Here, the divider 708 is corrected in (1) during the second to fifth steps of the calculation procedure. Is divided and output as the calculation result (5), which is provided to the second selector (712). The ER engine controller 730 controls the second selector 712 to feed back the calculation result 5 to the first selector 704 via the second register unit 722.

In the sixth step of the calculation procedure, the ER engine controller 730 provides the multiplier 706 with the calculation result (3) and the calculation result (5) from the second register unit 722 and the second register. Compensated with the calculation result (4) from the section 722 The first selector 704 is controlled to provide a to the divider 708. The first selector 704 provides the arithmetic result (3) and the arithmetic result (5) to the multiplier 706 and corrects the arithmetic result (4) according to the control.
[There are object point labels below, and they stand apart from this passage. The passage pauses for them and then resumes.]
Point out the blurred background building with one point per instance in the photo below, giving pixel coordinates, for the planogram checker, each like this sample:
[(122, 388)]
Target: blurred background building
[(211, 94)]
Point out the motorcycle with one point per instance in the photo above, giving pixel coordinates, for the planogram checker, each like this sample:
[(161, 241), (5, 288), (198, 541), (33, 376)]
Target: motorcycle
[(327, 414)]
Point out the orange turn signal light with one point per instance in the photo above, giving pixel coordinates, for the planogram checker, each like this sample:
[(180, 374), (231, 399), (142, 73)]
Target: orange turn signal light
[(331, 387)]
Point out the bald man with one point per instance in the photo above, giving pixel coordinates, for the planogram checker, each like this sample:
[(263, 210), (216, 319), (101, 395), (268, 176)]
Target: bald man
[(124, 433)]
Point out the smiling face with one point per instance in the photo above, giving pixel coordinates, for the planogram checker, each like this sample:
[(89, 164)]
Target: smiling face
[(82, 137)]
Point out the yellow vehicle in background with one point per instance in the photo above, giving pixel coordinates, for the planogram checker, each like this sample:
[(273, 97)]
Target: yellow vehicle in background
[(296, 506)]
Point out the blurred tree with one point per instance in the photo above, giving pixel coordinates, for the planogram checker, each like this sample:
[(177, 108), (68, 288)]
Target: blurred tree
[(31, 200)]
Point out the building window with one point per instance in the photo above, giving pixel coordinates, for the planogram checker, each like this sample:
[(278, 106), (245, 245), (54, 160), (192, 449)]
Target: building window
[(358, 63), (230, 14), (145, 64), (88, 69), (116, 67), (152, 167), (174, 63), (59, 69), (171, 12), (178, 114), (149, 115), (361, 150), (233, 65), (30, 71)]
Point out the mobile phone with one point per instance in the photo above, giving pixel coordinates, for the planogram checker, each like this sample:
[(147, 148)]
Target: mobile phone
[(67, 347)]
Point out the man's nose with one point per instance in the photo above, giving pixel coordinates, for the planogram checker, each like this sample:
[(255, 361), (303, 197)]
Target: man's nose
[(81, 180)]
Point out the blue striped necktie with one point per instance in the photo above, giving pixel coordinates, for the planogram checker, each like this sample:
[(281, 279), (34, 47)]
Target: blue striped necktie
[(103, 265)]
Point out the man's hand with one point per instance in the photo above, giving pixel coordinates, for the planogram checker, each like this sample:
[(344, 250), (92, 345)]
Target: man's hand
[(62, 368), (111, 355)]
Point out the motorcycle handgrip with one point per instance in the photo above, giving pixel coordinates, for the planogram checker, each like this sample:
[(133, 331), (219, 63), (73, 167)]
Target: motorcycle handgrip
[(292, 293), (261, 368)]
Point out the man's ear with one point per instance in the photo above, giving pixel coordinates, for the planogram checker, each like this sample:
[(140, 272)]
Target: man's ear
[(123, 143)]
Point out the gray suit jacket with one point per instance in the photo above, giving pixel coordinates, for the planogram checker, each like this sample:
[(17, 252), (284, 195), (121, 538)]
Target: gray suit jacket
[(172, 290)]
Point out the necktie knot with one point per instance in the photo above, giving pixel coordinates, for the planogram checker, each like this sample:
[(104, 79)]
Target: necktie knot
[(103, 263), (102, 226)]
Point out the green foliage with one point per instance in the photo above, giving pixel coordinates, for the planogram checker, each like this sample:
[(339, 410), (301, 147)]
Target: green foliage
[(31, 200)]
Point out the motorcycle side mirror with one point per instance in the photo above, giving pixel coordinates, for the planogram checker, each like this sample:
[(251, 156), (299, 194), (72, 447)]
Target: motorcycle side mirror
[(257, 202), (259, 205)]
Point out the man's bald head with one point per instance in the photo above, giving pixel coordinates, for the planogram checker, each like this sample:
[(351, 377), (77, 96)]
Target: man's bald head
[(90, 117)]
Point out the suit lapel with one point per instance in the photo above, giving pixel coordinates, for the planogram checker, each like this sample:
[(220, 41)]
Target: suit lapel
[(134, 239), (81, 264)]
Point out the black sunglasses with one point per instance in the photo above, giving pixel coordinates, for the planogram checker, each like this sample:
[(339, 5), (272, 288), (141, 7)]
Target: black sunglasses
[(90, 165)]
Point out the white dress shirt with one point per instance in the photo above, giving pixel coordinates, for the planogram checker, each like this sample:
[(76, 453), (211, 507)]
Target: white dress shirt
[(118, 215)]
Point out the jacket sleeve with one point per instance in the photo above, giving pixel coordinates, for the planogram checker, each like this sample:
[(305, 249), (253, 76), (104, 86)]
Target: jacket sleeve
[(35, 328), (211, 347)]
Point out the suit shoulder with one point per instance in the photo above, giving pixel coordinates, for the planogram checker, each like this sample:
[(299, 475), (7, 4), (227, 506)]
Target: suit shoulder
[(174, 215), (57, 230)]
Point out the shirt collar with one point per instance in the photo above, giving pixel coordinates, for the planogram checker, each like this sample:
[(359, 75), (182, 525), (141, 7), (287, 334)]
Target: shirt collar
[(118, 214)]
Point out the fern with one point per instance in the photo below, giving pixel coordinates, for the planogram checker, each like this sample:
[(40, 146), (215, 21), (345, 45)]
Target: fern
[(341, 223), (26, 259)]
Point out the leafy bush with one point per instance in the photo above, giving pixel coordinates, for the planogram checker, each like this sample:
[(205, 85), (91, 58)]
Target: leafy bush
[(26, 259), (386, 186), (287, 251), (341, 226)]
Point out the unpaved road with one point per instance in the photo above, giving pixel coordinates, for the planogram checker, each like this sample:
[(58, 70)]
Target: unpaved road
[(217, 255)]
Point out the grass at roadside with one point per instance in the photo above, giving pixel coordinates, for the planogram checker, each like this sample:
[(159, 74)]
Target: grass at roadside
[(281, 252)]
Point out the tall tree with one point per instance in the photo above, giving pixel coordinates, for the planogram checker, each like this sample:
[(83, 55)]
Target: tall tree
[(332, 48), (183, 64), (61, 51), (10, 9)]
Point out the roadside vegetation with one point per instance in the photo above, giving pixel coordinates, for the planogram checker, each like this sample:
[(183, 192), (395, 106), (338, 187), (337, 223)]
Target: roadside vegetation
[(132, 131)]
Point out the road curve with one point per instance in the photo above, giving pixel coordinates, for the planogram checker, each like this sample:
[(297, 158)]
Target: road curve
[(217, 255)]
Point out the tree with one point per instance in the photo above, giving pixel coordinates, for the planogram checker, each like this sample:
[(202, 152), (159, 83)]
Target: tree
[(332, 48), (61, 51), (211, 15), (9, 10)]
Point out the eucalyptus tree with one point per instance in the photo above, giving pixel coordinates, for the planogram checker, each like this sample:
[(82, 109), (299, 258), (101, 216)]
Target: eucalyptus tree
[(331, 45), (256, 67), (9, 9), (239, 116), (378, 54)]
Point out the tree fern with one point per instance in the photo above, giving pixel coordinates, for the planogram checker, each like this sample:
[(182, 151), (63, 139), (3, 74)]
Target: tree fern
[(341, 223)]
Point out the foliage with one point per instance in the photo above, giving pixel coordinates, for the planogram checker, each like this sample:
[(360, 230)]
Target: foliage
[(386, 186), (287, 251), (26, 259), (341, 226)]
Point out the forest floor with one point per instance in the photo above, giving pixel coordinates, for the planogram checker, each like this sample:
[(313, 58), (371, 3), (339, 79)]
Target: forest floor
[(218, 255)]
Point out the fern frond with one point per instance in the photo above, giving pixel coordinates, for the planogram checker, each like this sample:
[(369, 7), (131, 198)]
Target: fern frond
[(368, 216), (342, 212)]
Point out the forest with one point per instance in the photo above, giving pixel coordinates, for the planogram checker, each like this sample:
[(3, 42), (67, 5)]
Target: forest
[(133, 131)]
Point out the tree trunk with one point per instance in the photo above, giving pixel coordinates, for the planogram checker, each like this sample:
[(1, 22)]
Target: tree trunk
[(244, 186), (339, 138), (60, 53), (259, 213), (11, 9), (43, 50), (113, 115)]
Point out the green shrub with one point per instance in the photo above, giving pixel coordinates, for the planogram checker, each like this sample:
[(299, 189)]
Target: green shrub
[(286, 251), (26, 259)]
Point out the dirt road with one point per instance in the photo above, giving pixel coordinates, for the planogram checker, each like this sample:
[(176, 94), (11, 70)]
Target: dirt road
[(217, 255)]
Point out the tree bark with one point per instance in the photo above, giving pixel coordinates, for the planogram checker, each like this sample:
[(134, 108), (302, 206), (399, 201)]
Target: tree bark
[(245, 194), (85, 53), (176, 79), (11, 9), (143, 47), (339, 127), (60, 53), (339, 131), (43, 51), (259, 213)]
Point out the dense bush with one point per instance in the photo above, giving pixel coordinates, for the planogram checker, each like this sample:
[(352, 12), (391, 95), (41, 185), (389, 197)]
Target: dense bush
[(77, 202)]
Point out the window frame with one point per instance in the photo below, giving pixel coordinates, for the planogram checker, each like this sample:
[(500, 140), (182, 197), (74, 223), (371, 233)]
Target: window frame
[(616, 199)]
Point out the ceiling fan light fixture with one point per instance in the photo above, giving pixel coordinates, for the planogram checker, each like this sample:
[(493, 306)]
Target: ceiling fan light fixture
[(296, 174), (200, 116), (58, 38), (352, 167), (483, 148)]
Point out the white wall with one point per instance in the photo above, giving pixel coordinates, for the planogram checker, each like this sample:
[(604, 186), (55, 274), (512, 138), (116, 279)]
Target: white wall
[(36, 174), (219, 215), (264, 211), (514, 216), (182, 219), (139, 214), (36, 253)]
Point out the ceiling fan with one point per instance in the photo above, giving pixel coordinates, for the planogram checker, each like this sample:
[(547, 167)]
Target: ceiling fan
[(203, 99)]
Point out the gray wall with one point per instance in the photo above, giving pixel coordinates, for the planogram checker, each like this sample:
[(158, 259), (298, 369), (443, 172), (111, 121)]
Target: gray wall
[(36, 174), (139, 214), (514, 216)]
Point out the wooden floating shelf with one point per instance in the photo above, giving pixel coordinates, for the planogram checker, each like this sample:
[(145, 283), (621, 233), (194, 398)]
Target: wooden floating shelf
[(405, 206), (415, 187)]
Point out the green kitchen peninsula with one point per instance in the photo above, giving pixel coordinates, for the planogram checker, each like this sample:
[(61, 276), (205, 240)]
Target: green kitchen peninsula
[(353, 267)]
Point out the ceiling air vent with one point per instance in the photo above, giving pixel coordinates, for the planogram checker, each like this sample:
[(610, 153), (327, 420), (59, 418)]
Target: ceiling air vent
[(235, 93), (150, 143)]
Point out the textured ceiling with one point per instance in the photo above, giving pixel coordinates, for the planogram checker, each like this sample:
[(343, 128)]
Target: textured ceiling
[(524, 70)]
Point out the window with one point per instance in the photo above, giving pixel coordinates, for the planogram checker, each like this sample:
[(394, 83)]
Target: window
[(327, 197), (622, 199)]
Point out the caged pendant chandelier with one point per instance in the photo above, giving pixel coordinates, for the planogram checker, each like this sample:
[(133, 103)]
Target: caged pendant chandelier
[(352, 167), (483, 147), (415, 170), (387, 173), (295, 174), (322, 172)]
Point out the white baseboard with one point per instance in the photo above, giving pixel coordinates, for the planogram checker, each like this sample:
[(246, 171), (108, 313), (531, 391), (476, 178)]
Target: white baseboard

To the divider 708. The multiplier 706 multiplies the calculation result (3) by the calculation result (5) and provides it to the second selector 712 as the calculation result (6), and the divider 708 provides the calculation result (4). Calibrated above It is divided into and provided to the second selector 712 as the calculation result (7).

The ER engine controller 730 controls the second selector 712 to feed back the calculation result 6 and the calculation result 7 to the first selector 704 through the second register unit 722.

In the seventh step of the calculation procedure, the ER engine controller 730 provides the first selector 704 to provide the adder 710 with the calculation result 6 and the calculation result 7 from the second register unit 722. To control. The first selector 704 provides the calculation result 6 and the calculation result 7 to the adder 710 according to the control. The adder 710 adds the calculation result 6 and the calculation result 7 and provides it to the second selector 712 as the calculation result 8. The ER engine controller 730 controls the second selector 712 to feed back the calculation result 8 to the first selector 704 via the second register unit 722.

In the eighth step of the calculation procedure, the ER engine controller 730 adds the calculation result 8 from the second register unit 722 and the previous ER ER _prev latched by the fourth register 728. To control the first selector 704. The first selector 704 provides the operation result 8 and ER _prev to the adder 710 according to the control. The adder 710 subtracts the calculation result 8 from the ER _prev and provides it to the second selector 712 as ER. The ER engine controller 730 controls the second selector 712 to feed back the ER to the first selector 704 through the third register 726.

In the ninth step of the calculation procedure, the ER engine controller 730 provides the first selector 704 to provide the multiplier 706 with the ER from the third register 726 and the K provided by the water system converter 700. ). The first selector 704 provides the ER and K to a multiplier 706 according to the control. The multiplier 706 converts the ER, which was the 32-bit floating point format, into a 16-bit integer form by adding the ER and K, and outputs it to the outside through the second register unit 722 as KER. Herein, the KER becomes the final ER output from the ER engine 208.

As described above, the ER operation is not performed in real time but is performed every second period, so that the multiplier 706, the divider 708, and the adder according to the operation procedure composed of the first to ninth steps to reduce the hardware requirement. 710) many times.

In addition, the multiplier 706, the divider 708, and the adder 710 use an arithmetic operator that performs floating point arithmetic to increase the accuracy of the calculation.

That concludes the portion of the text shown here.